I think I can safely say that MEAN BONE is a departure for me in that it is very dark. VERY dark.  It is a murder mystery in the fictional town of New Royal, Ohio—a mash-up of Athens (a college town) and Chillicothe (a prison town). The broad premise for the New Royal series is that the institutions of Higher Education and Corrections have joined forces to offer a unique Crime Writing program.

In MEAN BONE, Professor Elizabeth Murgatroyd finds herself saddled with the task of dragging an unstable research assistant, Jeaneane Lewis, through the steps of graduation. Jeaneane is something of a celebrity in the program for having written a provocative essay about finding the bodies of a military widow and her two young children in an icy garden pond—murders that, for better or worse, put both New Royal and the Crime writing program on the map, especially when Lewis dubs the uncaught killer as the “Beast of New Royal.”

However, when Murgatroyd has a one night stand with a man claiming to be the so-called Beast, she realizes that Jeaneane’s version of events is tainted by her ever-changing grasp on the truth.

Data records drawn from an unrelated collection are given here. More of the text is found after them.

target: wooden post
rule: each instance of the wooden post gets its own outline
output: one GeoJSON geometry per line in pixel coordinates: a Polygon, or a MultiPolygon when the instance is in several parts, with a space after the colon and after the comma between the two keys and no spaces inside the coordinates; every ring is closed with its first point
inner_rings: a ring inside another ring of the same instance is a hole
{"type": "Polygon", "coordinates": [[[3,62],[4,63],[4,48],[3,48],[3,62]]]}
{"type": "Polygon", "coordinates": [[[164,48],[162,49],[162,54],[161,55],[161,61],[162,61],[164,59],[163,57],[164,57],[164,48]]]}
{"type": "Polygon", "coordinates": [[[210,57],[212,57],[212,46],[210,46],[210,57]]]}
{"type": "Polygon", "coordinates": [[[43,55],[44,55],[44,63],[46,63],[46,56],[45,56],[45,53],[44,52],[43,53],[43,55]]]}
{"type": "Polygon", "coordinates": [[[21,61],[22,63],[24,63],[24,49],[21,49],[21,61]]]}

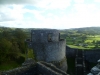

Rather than going to authorities, Murgatroyd seizes on the opportunity to mount her own investigation, following the Beast’s trail as it leads all the way back into Jeaneane’s terrible past.

In the coming weeks and months I’ll post more details about the series, but for now, I want to say that I I’m writing about three subjects I’ve avoided in sustained fiction: academia, mental illness, and Ohio.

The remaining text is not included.